By Rocio Gonzalez
Consider the role brands play around events like the Oscars or the Super Bowl. It’s clear that you can spend millions of dollars in commercials, and still your campaign can be outdone by a single, simple tweet.
We only need to look back a couple of years and remember Super Bowl XLVII, when — shortly after Beyoncé killed her halftime set — the power went out in The Superdome and Oreo seized the moment.
It proved to be one of the most memorable branded tweets ever, particularly because it filled an unexpected vacuum that arose during a night when brands famously spend millions of dollars on a few seconds of airtime. It was a quick, nimble, and cost-effective piece of marketing. Oreo set the bar for brands to engage with consumers during high-profile live events.
Since then, many have tried to replicate that shine on Twitter and Facebook. Among them, DiGiorno — who could forget how, later that year, they caused a Twitter storm live-tweeting NBC’s “The Sound of Music Live”?
Big brands have realized the importance of being on high alert during big events like these. Both Twitter and Facebook function as a forum for users to come together and comment, making for valuable tools of influence over the years. They’ve become indispensable elements of the viewer’s experience, a true “second screen experience.”
Last month, Lady Gaga “won” the Oscars and the Internet thanks to social media. Twitter said her Little Monsters generated the highest number of tweets per minute during the show, while Facebook estimates there were 214,000 Gaga-related interactions globally during her breathtaking performance. Lego also had a big night, even though “The Lego Movie” was snubbed.
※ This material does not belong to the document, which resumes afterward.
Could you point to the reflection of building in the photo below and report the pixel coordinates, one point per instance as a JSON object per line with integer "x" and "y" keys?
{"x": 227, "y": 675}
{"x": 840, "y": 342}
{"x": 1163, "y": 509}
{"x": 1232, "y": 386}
The brand garnered 47,290 mentions on Twitter alone during the Oscars — thanks to a rendition of the movie’s theme, “Everything is Awesome,” which was, appropriately, pretty awesome. It wasn’t nearly as huge as last year’s epic selfie with Ellen DeGeneres, but impressive nonetheless.
All this is to say, brands that are serious about their future need to be serious about social media. As we’ve said in the past, you have to go where consumers are congregating, so when we build a strategy for a client, it’s essential to bake in a social game plan. Social media is an incredible, powerful machine, and those brands that leverage it wisely can quickly rise above the noise. It’s more than just an afterthought. Ignore it at your own peril.